通过上述方法对模型进行K折验证，发现随机森林与XGBoost的预测效果明显优于其他分类器。考虑到XGBoost已被证明推动了提升树算法的计算能力极限，通过调参容易获得更好的结果，因此我们最终选择了XGBoost模型。

关于XGBoost的一些知识可以参考：

引用站外地址

【编程学习】关于XGBoost你需要了解的知识

6Young

模型调参

确定估计器数目

估计模型参数时，使用XGBoost模块的cv函数，这个函数可以在每一次迭代中使用交叉验证，并返回理想的决策树数量。最终我们可以从训练结果中得知在当前参数下最合适的估计器数量。

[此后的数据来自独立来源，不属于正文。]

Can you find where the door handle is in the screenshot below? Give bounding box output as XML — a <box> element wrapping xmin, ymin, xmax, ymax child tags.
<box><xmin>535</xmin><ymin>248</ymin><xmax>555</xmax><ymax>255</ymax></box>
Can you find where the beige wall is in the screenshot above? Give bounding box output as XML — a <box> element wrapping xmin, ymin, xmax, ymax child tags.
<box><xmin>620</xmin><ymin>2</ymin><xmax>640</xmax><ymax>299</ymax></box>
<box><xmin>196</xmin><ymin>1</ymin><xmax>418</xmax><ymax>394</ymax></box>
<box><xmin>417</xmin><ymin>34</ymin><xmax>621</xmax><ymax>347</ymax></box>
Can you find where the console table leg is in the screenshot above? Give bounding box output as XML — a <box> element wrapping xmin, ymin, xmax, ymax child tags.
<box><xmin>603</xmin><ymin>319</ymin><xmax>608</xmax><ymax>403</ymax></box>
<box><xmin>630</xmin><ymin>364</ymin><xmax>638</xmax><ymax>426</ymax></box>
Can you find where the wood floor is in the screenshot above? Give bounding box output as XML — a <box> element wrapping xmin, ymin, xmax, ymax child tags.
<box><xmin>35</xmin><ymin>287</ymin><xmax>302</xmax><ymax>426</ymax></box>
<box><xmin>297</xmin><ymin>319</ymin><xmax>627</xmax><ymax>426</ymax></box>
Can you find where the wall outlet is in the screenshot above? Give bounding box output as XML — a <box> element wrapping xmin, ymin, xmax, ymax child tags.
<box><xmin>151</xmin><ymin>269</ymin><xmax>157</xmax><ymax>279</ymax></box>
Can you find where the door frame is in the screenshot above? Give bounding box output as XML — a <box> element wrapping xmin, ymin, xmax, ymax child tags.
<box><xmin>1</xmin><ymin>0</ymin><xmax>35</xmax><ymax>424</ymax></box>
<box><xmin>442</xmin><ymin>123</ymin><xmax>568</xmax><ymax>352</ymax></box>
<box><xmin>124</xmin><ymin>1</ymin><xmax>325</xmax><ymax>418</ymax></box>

为了确定估计器数目，我们要先给其他参数一个初始值。max_depth参数取值一般位于3-10之间，设定其起始值为5；由于信用卡交易欺诈分类是极度不平衡的问题，某些叶子节点下的值会比较小，因此将min_child_weight设置为1，取一个较小的值；设置gamma为一个较小的值0，这是在模型调优过程中较为常用的取值；设置subsample=0.8，colsample_bytree = 0.8，这两个参数取值范围一般在0.5-0.9之间，一般在参数调优时设置为0.8；为了加快不平衡问题种模型的收敛速度，设置scale_pos_weight取值为1。

最终，最优估计器数目为98个。

def modelfit(alg, X_train, y_train, X_test, y_test, useTrainCV=True, cv_folds=5, early_stopping_rounds=50):
    xgb_param = alg.get_xgb_params()
    xgtrain = xgb.DMatrix(X_train.values, label=y_train.values)
    xgtest = xgb.DMatrix(X_test.values)
    cvresult = xgb.cv(
        xgb_param, xgtrain, 
        num_boost_round=alg.get_params()['n_estimators'], 
        nfold=cv_folds,
        early_stopping_rounds=early_stopping_rounds,
    )
    alg.set_params(n_estimators=cvresult.shape[0])
    alg.fit(X_train, y_train, eval_metric='auc')

    # pred
    dtrain_predictions = alg.predict(X_train)
    y_score = alg.predict_proba(X_test)[:,1]
        
    # eval
    ap=average_precision_score(y_test,y_score)
    print ("\n关于现在这个模型")
    print ("准确率 : %.4g" % metrics.accuracy_score(y_train.values, dtrain_predictions))
    print ("AP 得分 (训练集): %f" % ap)
    print ('n_estimators=',cvresult.shape[0])
    print (cvresult)

    # ft-imp
    #feat_imp = pd.Series(alg.feature_importances_,index=list(X_train.columns)).sort_values(ascending=False)
    #plt.figure(figsize=(15,5))
    #feat_imp.plot(kind='bar', title='Feature Importances')
    #plt.ylabel('Feature Importance Score')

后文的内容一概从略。